From what I know about << bitwise shift operation, it multiplies the number by 2.  So if I wanted to shift it by 4 bits, it would multiply by 2^n (n=4) giving me 16.  I tried writing a program with a subroutine that loops 16 times, adding the number to itself in the loop.  But I just get a wrong result due to overflow perhaps.
Posted on 2008-02-22 10:11:04 by John_L
Shifting in assembly is quite easy:

mov eax, 10d
shl eax, 1 ; 20d  (10100b)
shl eax, 2 ; 40d  (101000b)
shl eax, 3 ; 80d  (1010000b)
shl eax, 4 ; 160d (10100000b)

If you add the content to itself - you shift the value each time by 1. So if you want to shift 4 bits you would need to add the value to itself 4 times.

mov eax, 10
add eax, eax ; 10d + 10d = 20d  (10100b)
add eax, eax ; 20d + 20d = 40d  (101000b)
add eax, eax ; 40d + 40d = 80d  (1010000b)
add eax, eax ; 80d + 80d = 160d (10100000b)
Posted on 2008-02-22 11:51:48 by JimmyClif
So don't add the value to itself 16 times then, only 4?  The instruction set on the LC3 simulator is very limited, and I'm only at a beginner level.  I'm gonna keep to the loop and just add the value to itself 4 times.  Hopefully that works...

What about if I were to shift to the right, how would I divide it properly?
Posted on 2008-02-22 12:24:47 by John_L
Number Systems 101:

Binary shifts can be thought of as a div or mul by some power of 2.
Binary operations are all about the number 2 in fact - you're working with a Base 2 number system, thus the name Binary.

for each bit position of shift to the left, its multiply by 2 (or add if you like)
for each bit position of shift to the right, its divide by two.

So to shift to the right by 4 binary places, we must /2 four times.
ie /2/2/2/2

This is the same as saying 'divide by 2 to the power of N" where N is the number of places.

2 to the power of 4 is 2*2*2*2 , which is 16.
You can simply divide by 16, and you have shifted 4 places to the right !!

I hope this helps to clarify things.
Posted on 2008-02-23 03:31:19 by Homer
I think what John said is that this LC3 simulator and has no MUL or DIV instructions.

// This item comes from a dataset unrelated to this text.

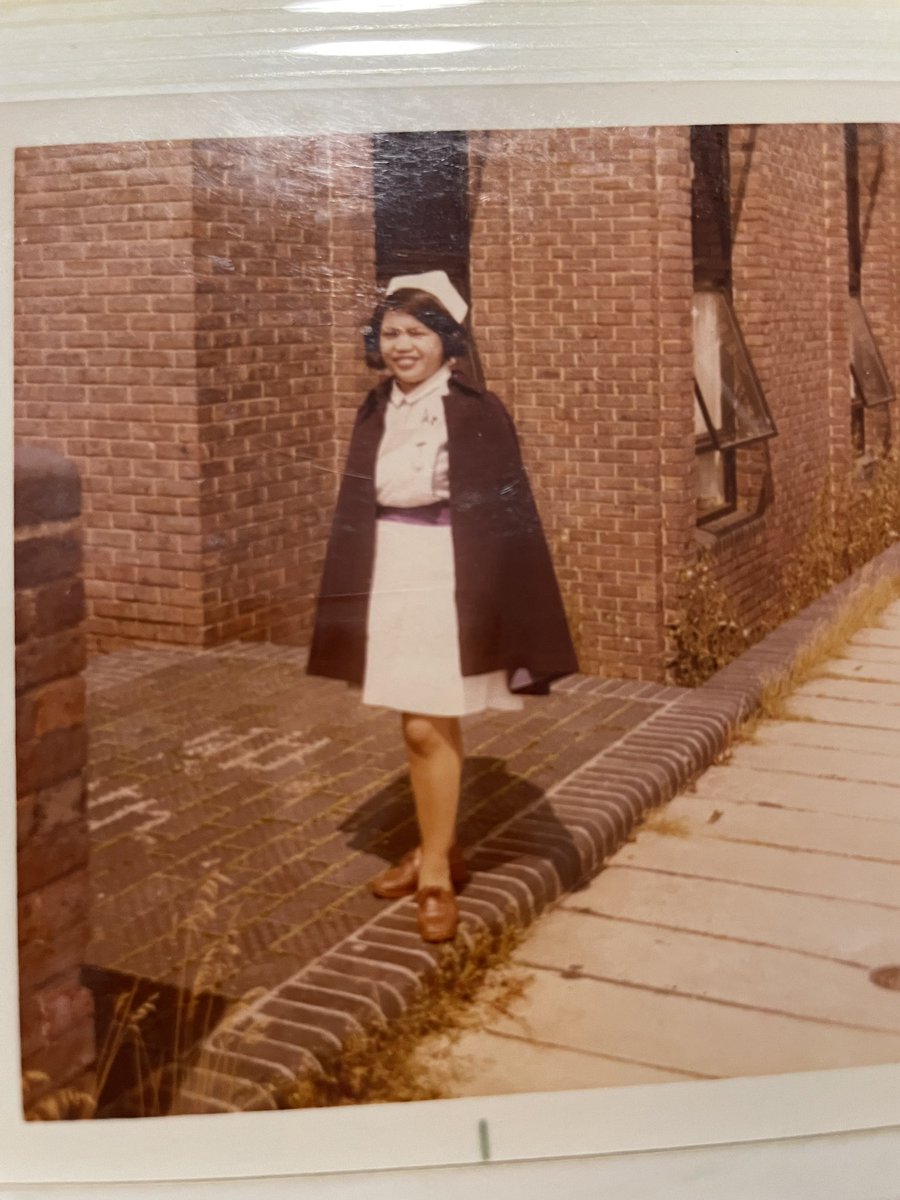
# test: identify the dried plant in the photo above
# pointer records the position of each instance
(384, 1063)
(853, 520)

I don't really know how to do a divison without DIV or Shifts.
Posted on 2008-02-23 11:42:54 by JimmyClif
Its possible to search for the division factor through the repeated subtraction of a growing integer. This is a slow process, but will work on a machine with no div or shift.
Lets call the growing divisor X and the iteration counter Y.
In this example, I will assume that we want to divide by 2 - we want Y to be 2.

Start by repeatedly subtracting the value X=2 until we can't anymore.
How many times did we do this? We did it Y times.
Now increase the X value to 3 and repeat the process.
Do this until we find the X value that yields a Y value of 2.
Posted on 2008-02-23 21:35:21 by Homer
Its possible to do with shifts, but you need to have a compare function and subtract.
Posted on 2008-02-24 04:36:55 by roticv
You can go the other way to - accumulative approach to division, by repeatedly adding a value - both methods are perfectly valid, so subtraction is not required, I just mentioned the way that suits me - I see multiplications as a series of additions, and divisions as a series of subtractions.